Braucht die Steuerberaterprüfung ein Update?

Die Digitalisierung verändert die Arbeit der Steuerberater. Und nicht nur das: die komplette Steuerbranche befindet sich im Umbruch – aber das Verfahren der Steuerberaterprüfung ist nahezu das gleiche wie vor 80 Jahren. Passt das noch zusammen? Taxulting hat darüber mit Romana Dziuk, Vizepräsidentin des Steuerberaterverbandes Berlin-Brandenburg gesprochen.

Frau Dziuk, der Steuerberaterverband Berlin-Brandenburg hat Ende vergangenen Jahres konkrete Forderungen formuliert, um die Steuerberaterprüfung umfassend zu modernisieren. Was sind die Kernpunkte?

Zunächst möchte ich mich bei unseren Delegierten Kerstin Kneffel und Julien Krug sowie unserem neuen Vizepräsidenten Matthias Steger und unserem Geschäftsführer Enrico Rennebarth bedanken, die mit mir gemeinsam das Thesenpapier ‚Gesellschaft in Transformation – Die Zukunft des Berufsstandes der Steuerberaterinnen und Steuerberater‘ erarbeitet haben.
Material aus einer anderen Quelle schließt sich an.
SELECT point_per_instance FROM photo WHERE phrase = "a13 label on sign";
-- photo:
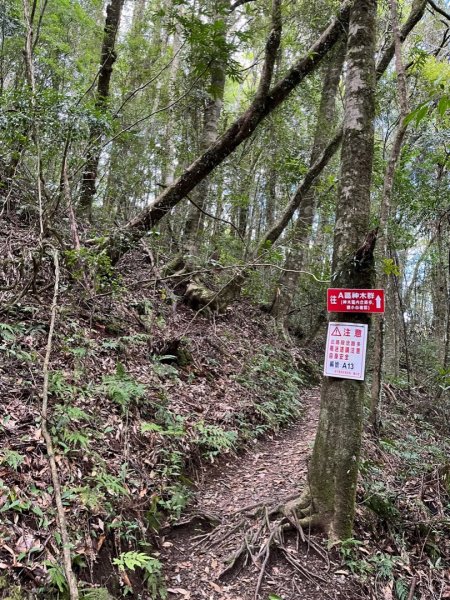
(355, 301)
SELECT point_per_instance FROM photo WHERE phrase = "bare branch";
(438, 9)
(239, 3)
(71, 581)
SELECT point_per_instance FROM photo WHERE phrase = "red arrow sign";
(359, 301)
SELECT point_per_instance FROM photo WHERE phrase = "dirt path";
(269, 473)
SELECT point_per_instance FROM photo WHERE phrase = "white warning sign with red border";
(345, 354)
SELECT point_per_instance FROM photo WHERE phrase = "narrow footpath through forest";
(268, 474)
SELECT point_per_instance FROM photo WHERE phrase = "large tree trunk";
(334, 465)
(213, 109)
(126, 237)
(265, 101)
(295, 260)
(385, 211)
(107, 60)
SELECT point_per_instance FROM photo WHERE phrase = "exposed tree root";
(263, 531)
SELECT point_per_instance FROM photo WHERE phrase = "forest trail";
(269, 473)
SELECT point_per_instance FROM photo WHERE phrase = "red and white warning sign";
(345, 354)
(362, 301)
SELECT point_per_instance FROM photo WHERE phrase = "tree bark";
(295, 260)
(213, 109)
(265, 101)
(334, 465)
(385, 211)
(107, 60)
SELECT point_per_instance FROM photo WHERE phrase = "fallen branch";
(67, 561)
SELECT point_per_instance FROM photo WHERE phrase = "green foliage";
(111, 484)
(123, 389)
(96, 594)
(57, 577)
(390, 267)
(272, 375)
(11, 458)
(151, 566)
(214, 440)
(96, 266)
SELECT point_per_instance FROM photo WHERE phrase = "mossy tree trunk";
(295, 261)
(334, 465)
(107, 60)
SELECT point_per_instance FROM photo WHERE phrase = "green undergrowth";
(127, 452)
(403, 514)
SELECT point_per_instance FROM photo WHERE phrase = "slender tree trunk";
(213, 109)
(264, 102)
(334, 465)
(385, 210)
(295, 261)
(107, 60)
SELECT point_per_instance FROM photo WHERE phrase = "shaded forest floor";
(267, 474)
(158, 414)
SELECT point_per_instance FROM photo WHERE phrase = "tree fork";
(265, 101)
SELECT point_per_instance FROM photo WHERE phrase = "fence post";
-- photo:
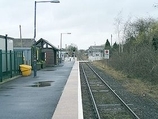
(6, 51)
(11, 75)
(1, 74)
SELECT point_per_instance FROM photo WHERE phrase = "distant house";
(24, 45)
(6, 41)
(95, 53)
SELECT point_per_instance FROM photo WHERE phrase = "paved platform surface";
(34, 98)
(70, 103)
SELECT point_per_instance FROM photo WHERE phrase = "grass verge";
(136, 86)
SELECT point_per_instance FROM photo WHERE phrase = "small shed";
(95, 53)
(25, 45)
(47, 52)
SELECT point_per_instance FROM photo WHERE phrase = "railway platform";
(55, 93)
(70, 103)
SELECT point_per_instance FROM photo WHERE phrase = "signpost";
(106, 54)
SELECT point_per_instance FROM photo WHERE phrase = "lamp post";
(34, 50)
(61, 45)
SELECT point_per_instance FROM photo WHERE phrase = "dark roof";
(24, 42)
(96, 48)
(41, 42)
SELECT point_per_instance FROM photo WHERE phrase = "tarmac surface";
(34, 98)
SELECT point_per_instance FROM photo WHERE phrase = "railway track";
(100, 100)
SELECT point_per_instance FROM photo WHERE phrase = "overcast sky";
(90, 22)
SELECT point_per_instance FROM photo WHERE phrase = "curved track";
(104, 100)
Ausgehend von diesem Thesenpapier hat unser Verband verschiedene Konzeptvorschläge für eine Modernisierung der Steuerberaterprüfung gemacht.

Angesichts der Überalterung des Berufsstandes und des technologischen Wandels sehen wir dringenden Handlungsbedarf, um den Berufszugang zukunftsfähiger und attraktiver zu gestalten. Unsere Kernforderungen sind: Die Einführung von modularen Prüfungsteilen mit Anrechnung bestandener Module – unterstützt durch einen zweiten Prüfungstermin, die Erneuerung des Verfahrens, die Implementierung digitaler Kanzleiprozesse und Einführung einer digitalen Prüfung – basierend auf dem Pilotprojekt aus Schleswig-Holstein sowie eine stärkere Einbindung von Berufsträgern in die Erstellung praxisrelevanter Prüfungsaufgaben, damit die Aufgabenstellung praxisnah ist. Außerdem fordern wir, dass eine zentrale Prüfungsstelle zur Sicherstellung von Chancengleichheit und Effizienz durch zentrale Bewertungsmaßstäbe etabliert wird.

Romana Dziuk

Was hat sich seitdem getan? Wie ist der Status Quo?
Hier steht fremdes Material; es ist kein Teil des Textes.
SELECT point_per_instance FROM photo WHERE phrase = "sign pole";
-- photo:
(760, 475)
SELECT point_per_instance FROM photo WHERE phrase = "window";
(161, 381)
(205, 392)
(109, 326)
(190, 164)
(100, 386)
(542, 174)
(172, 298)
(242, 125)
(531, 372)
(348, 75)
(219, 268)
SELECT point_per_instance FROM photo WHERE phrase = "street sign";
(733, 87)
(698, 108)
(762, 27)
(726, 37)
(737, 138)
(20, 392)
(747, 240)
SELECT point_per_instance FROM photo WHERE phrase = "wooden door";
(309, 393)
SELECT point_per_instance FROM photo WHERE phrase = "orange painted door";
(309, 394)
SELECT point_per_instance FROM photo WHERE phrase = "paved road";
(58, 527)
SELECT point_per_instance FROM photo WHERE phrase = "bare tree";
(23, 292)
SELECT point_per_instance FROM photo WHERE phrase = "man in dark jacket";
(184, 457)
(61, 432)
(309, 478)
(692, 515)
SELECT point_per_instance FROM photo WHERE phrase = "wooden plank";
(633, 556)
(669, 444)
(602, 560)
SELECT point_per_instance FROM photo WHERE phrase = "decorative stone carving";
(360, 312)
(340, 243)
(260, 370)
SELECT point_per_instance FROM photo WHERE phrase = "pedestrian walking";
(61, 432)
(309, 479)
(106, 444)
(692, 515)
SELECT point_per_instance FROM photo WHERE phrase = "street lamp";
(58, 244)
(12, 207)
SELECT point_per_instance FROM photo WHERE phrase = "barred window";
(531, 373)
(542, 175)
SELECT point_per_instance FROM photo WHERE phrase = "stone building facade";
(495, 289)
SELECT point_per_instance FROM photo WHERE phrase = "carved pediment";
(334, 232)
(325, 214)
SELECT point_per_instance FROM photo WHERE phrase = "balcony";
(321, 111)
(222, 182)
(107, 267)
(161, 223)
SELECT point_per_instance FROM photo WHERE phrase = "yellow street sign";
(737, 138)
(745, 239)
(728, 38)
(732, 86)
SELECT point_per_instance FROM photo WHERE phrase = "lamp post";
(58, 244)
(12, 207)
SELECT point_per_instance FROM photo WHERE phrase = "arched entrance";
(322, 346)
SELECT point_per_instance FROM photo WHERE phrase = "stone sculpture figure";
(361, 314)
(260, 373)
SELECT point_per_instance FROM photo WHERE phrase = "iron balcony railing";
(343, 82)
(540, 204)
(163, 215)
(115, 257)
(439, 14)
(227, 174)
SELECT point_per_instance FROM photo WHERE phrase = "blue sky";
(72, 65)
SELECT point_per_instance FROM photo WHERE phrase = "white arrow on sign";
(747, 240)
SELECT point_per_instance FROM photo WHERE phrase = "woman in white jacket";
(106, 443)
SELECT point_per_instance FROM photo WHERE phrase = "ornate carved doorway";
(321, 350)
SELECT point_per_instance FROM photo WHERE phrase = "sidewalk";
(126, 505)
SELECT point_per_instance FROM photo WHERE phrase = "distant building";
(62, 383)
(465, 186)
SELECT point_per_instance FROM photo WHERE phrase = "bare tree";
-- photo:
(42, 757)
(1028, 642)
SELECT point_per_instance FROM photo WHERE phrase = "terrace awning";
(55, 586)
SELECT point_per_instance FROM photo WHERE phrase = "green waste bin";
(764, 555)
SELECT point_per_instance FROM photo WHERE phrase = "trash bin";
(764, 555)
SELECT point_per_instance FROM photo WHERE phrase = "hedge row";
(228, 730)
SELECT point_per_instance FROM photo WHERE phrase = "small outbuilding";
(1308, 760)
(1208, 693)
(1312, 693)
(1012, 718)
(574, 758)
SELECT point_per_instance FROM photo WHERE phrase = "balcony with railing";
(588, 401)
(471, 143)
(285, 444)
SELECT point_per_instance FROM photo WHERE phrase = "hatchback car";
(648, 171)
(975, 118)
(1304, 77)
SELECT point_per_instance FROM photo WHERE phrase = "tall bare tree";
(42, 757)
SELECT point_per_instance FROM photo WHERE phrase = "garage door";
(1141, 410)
Seit der Veröffentlichung unserer Forderungen gab es zahlreiche Gespräche mit relevanten Stakeholdern, darunter der Steuerberaterkammer Brandenburg, der Finanzverwaltung, politischen Entscheidungsträgern in Berlin und Brandenburg sowie unserem Dachverband, dem Deutschen Steuerberaterverband, DStV.

Gerade über den DStV haben wir unser Thesenpapier im Rechts- und Berufsrechtsausschuss bundesweit mit den anderen Landesverbänden diskutiert. Im Ergebnis sind noch weitere Ideen hinzugekommen, wie die Streckung der Prüfungstage innerhalb einer Woche von montags bis freitags durch die Einfügung von Pausentagen nach dem Schema 6 – 0 – 6 – 0 – 6. Auch wurde eine erleichterte Anrechnung berufspraktischer Zeiten vorgeschlagen. Praxissemester eines Bachelor- oder Masterstudiums sollten anrechenbar sein. Ebenso sollten auch Zeiten im unmittelbaren Anschluss etwa an ein Bachelorstudium abgeleistet werden können und anrechenbar sein.


Es wäre aber schon ein großer Schritt, wenn die Prüfung künftig am Computer geschrieben werden kann.


Als die Steuerberaterprüfung eingeführt wurde, gab es weder Internet noch eine digitale Zusammenarbeit zwischen Mandanten und Steuerberatern. Inwieweit muss die zunehmende Digitalisierung für die Modernisierung von Ausbildung und Steuerberaterprüfung herangezogen werden?

Die Digitalisierung verändert unsere Arbeitsweise grundlegend und muss daher integraler Bestandteil der Prüfung sein. Dies betrifft nicht nur die Beherrschung von Steuersoftware und digitalen Kommunikationsmitteln, sondern auch das Verständnis für Datenschutz und IT-Sicherheit. Die Prüfungsinhalte müssen aber weiterhin der Fachlichkeit unterliegen und sich weiterhin mit steuerrechtlichen Themen befassen.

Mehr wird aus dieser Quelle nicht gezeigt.